Um Conto de Terror
Por Déia Tuam
Noite quente. Não há nada para se iniciar um encontro visceral noturno como as ondas lambendo os pés de um marinheiro cansado. Creta. Ano 1.700.
Ele finalmente entendeu que gostava muito de água. Quanto a esse elemento, os psicanalistas de hoje discorreriam convictos sobre sua sincera intenção de retornar ao conforto do útero materno.
Ele achava prático lavar as mãos com rapidez.
Depois de desenhar letras de nomes falsos pensados na hora sobre a areia. Sangue.
E ele mesmo discorreria sobre seu maior gosto na vida, se ele pudesse falar, mas estava ele muito concentrado, vividamente voltado para sua voluptuosa obra naquela praia cretense. A Música da luta contra os rochedos abafava qualquer gemido de seus convidados.
Ele colaborava para o domínio marítimo de Creta, com seus entrepostos comerciais em todo o mar Egeu, e ele se aproveitava disso, sumindo de casa logo se tornou um marujo.
Em cada porto, um cadáver sem alguma víscera. Certamente algum animal, mas qual?
Melhor se houvessem crianças. Para vê-lo em ação. Havia um motivo para que ele nunca tivesse tocado em uma criança.

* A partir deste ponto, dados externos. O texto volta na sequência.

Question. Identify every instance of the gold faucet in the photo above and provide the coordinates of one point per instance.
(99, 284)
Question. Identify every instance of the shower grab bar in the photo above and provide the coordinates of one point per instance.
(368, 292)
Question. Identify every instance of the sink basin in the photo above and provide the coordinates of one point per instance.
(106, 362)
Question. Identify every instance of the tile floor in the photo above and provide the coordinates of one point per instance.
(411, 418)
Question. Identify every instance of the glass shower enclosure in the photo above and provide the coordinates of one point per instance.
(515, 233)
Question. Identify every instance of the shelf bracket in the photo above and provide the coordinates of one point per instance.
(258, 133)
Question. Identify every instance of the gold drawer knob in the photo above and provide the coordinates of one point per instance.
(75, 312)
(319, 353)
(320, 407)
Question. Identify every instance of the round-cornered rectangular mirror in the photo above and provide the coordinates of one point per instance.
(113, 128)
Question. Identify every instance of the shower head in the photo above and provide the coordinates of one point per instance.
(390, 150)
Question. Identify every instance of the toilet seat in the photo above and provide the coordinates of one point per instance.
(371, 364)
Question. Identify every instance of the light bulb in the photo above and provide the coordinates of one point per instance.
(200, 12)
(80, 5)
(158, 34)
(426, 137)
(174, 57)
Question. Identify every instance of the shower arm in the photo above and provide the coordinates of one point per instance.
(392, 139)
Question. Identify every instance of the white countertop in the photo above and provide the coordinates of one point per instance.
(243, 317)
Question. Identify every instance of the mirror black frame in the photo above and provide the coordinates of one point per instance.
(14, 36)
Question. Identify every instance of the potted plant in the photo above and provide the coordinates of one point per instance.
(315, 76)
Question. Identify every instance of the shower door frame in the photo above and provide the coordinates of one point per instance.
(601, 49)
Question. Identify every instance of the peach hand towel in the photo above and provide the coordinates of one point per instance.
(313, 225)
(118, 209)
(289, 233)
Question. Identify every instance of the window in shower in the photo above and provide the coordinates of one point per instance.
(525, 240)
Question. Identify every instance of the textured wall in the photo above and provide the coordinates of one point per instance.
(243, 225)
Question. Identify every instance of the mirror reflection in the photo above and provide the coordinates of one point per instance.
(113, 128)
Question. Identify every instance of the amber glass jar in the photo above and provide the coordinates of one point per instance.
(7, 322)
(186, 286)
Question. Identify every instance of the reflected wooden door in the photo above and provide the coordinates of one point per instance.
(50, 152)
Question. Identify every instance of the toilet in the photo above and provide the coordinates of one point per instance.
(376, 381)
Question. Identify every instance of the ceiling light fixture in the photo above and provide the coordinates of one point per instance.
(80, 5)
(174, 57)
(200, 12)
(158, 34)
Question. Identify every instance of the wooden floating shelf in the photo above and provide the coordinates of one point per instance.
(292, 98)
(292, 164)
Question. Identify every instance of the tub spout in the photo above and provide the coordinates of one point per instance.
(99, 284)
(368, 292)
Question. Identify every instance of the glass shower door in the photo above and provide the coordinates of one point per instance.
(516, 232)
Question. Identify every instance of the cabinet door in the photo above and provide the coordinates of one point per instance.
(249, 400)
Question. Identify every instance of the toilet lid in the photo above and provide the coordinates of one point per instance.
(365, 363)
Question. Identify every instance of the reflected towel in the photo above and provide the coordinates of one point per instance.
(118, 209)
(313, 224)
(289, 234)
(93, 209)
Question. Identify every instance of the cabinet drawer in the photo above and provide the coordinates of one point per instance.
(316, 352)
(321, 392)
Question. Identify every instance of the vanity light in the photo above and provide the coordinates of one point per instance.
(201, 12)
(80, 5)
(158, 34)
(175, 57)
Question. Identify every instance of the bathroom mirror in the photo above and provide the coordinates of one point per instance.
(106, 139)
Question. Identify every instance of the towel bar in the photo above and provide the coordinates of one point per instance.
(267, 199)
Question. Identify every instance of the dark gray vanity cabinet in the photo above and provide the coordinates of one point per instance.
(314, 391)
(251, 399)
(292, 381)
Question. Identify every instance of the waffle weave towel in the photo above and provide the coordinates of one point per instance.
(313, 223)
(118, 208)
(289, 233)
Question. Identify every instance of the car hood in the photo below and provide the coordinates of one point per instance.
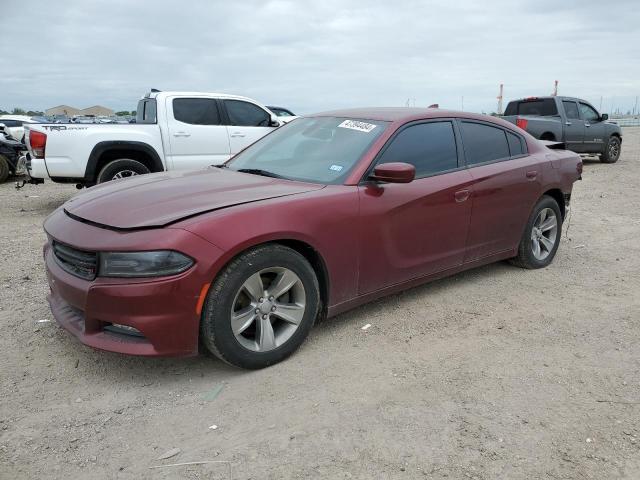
(158, 199)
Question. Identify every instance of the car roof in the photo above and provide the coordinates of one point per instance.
(403, 114)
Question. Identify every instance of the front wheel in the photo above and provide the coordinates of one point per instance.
(612, 150)
(541, 235)
(121, 168)
(261, 307)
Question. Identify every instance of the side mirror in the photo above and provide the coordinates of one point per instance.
(394, 172)
(274, 122)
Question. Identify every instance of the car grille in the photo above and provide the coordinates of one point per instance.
(76, 262)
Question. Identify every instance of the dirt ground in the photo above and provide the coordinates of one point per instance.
(496, 373)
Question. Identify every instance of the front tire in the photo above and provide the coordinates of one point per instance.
(261, 307)
(541, 236)
(612, 150)
(4, 168)
(121, 168)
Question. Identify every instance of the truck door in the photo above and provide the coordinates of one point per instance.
(594, 129)
(573, 126)
(247, 122)
(197, 136)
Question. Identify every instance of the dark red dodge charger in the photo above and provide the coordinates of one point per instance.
(322, 215)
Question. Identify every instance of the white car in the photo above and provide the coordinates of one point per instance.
(173, 131)
(14, 124)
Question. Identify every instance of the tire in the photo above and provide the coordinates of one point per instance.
(229, 293)
(540, 217)
(121, 168)
(612, 150)
(4, 168)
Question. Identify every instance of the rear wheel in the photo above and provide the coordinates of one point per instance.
(121, 168)
(612, 150)
(261, 307)
(541, 235)
(4, 168)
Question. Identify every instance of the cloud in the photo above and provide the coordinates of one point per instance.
(313, 56)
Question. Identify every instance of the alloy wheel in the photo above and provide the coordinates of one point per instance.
(267, 309)
(544, 233)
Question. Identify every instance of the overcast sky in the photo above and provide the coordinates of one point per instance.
(318, 55)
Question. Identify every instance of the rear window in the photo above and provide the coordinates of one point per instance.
(146, 112)
(544, 107)
(483, 143)
(196, 111)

Ele gostava de saborear a idéia das possibilidades, o que elas fariam se chegassem a crescer, lhe seguiriam o bom gosto?
E o melhor tempero era o fato de que ninguém queria procurar, ninguém queria admitir, ninguém queria achá-lo. Naquele dia no mercado, por entre cidônios, cretenses, fenícios e pelasgos, ele nada ouvia e já tinha passado por muitos comentários nos portos e era diariamente tranqüilizado pela doce inércia investigativa das cidades.
Os sociólogos da atualidade falariam alguma coisa sobre impunidade, mas seus segundos de fama seriam bem curtos para algum debate mais profundo.
Naquela noite, um homem velho, com a aparência o mais saudável possível.
Algumas noites atrás já estavam lhe cobrando mentalmente a idéia de carne bem tenra, a velhice provocaria mesmo isso?
E, naquele exato momento, compenetrado em sua nova expedição, ele não viu que não era o único caçador no mundo.
Enquanto ele escrevia a segunda letra falsa na areia, a sombra agiu muito rápido. Depois que a pedra atingiu o crânio daquele caçador, uma, duas, três vezes.
Não era mais uma criança de onze anos.
Após treinamento com seu único amante, seu melhor amigo, daquele exército cartaginês, após muitos marujos e muitos navios, após muitas desgraças por um prato de comida, ela ficou ouvindo o silêncio daqueles dois corpos.
Ninguém jamais lhe ensinou sobre pensar firmemente em outra coisa, mas ela pensava, enquanto aqueles marinheiros miseráveis agiam, ela se concentrava no fato de que aquele dia chegaria e tudo unicamente era suportado por aquele dia.
A criança de onze anos viu sua mãe cair no chão de azulejo cerâmico azul. Não, ninguém queria se contaminar com aquela tragédia. E afinal se descobriu sem parentes. Decidiu que eles eram todos estranhos, não, menos do que estranhos, e um estranho valeria mais do que eles. Ela era filha de um soldado morto em batalha, ela não iria seguir com sua vida, casar, ter filhos, fatiar lentamente sua dignidade. Ela não iria concordar com o criminoso. A covardia para ela não era uma opção.
Ela olhava para aqueles dois corpos. E não teve disposição para avaliar que ele só não percebeu sua chegada porque um assassino só pode ser alcançado por suas próprias qualidades.
Sem sentir, sem raciocinar, ela apenas seqüenciou as imagens de tudo o que havia visto até aquele momento. Cidades bem planejadas, com ruas, calçadas, sarjetas, lojas de comércio e casas luxuosas. Mais marinheiros, muitos marinheiros, seus fedores, sua crueldade. Excelentes professores.
Cnossos, Faistos, Mália e Tilisso.
Nunca mais voltaria a ver essas cidades.
Não fazia mais parte de lugar algum.
Sabia pela Deusa-Mãe que todo crime teria seu confronto.
Eles voltariam a se ver. Seria bem sério. Que fosse.
Olhou para ele uma última vez e andou, passo após passo.
E o sol.
E ela ouvindo as ondas em procissão, como os dias.